Chatbot Best Practices: Top-8 Mistakes to Avoid With Chatbots in Business
Mobile & App Development

Chatbot Best Practices: Top-8 Mistakes to Avoid With Chatbots in Business

4.00/5(4)

If you think a chatbot is not a popular communication channel for businesses and customers alike, think again.

According to research, using chatbots as a brand communication channel has skyrocketed by a whopping 92% since 2019. This includes chatbots that are active on WhatsApp, Facebook Messenger, or standalone ones that can be integrated within your website.

Furthermore, Gartner predicts that around 15% of global interactions will be handled by artificial intelligence, which includes chatbots.

Clearly, chatbot adoption is gaining momentum, and brands that fail to capitalize on this trend will find themselves behind the pack.

In this blog, we will look at some useful and engaging material as well as expert-approved chatbot best practices and mistakes to avoid, to take your business to the next level and create a successful chatbot that meets customer expectations.

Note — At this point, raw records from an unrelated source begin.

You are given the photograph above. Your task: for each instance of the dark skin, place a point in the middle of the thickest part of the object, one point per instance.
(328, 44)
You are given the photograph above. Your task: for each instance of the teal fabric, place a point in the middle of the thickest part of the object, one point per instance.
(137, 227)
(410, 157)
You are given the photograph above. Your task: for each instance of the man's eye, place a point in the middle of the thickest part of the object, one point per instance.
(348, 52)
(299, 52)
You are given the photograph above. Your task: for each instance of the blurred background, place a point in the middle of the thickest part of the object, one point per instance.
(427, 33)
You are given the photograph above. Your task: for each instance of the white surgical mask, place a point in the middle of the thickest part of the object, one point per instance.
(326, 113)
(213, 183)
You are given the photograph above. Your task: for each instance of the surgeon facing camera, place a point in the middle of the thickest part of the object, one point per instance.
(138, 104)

Let’s get straight to it.

Top-5 Benefits of Using a Chatbot for Your Business

To begin with, it is critical to understand why a chatbot can be instrumental in driving scalable and sustainable growth. Here are the top-5 benefits of using a chatbot:

24x7x365 Availability

A chatbot can provide 24×7 assistance to your website visitors. You do not need to redirect users to get their queries answered.

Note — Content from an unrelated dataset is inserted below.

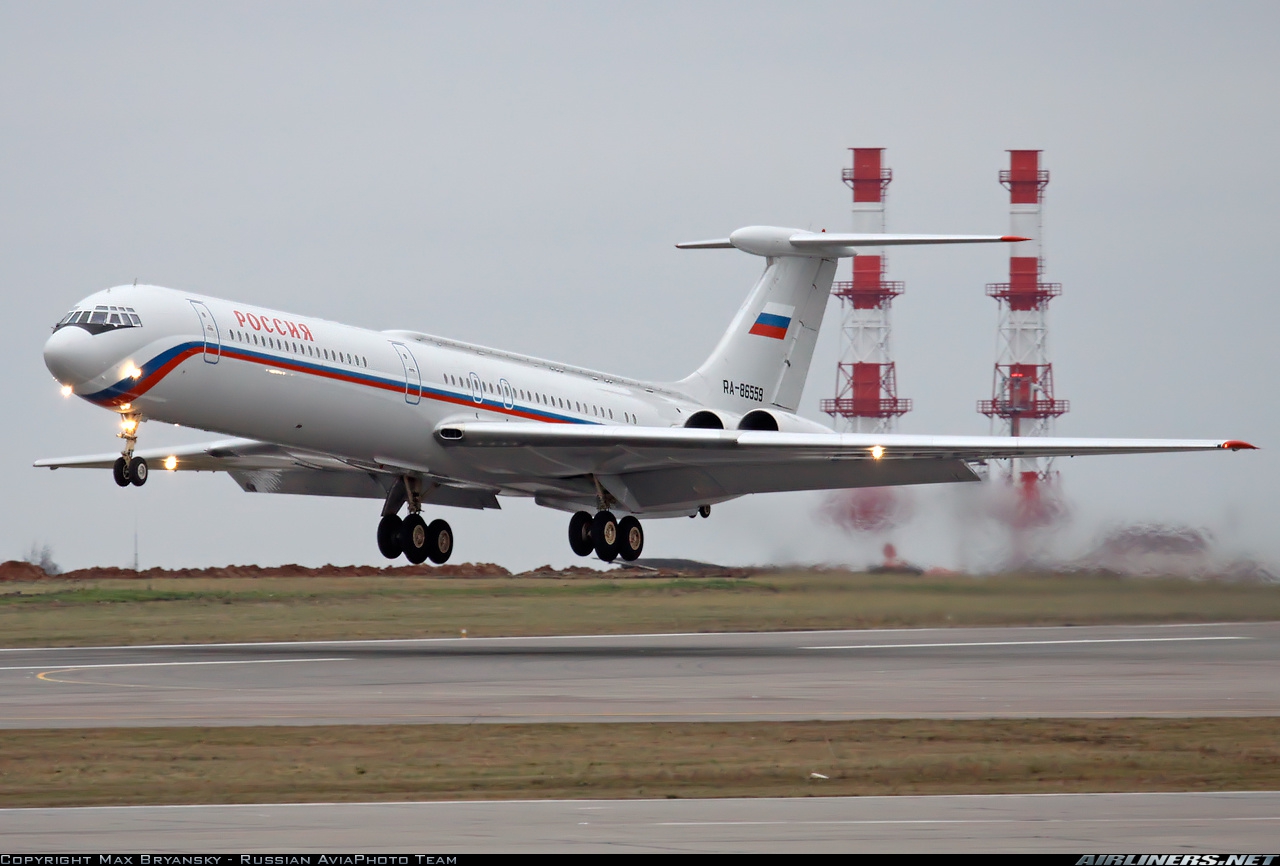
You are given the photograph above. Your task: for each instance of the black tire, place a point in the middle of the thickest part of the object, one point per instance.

What’s more, the ‘virtual live agent’ does not tire, take coffee breaks/sick leaves, or get personal bias get in the way of effective service–a win-win for all. 

Instant Query Resolution and Quick Replies

A chatbot can offer instant and immediate support to the customer-related questions, as Swelly’s chatbot demonstrates below:

chatbot message
Swelly Bot from Bot Society

They can also kick-start the conversation on the right note with a warm and friendly welcome message or a customized chatbot greeting.

Plus, customers don’t have to wait for the agent to get back to them with effective possible solutions–a fact that sits well with 68% of consumers as per data:

Finally, chatbots can collect information as well as feedback in real-time and set up an effective feedback mechanism in place.

Effective Problem-Solving

The chatbot can be trained to answer basic, FAQ-type questions that customers face on a routine basis using natural language processing, machine learning, etc.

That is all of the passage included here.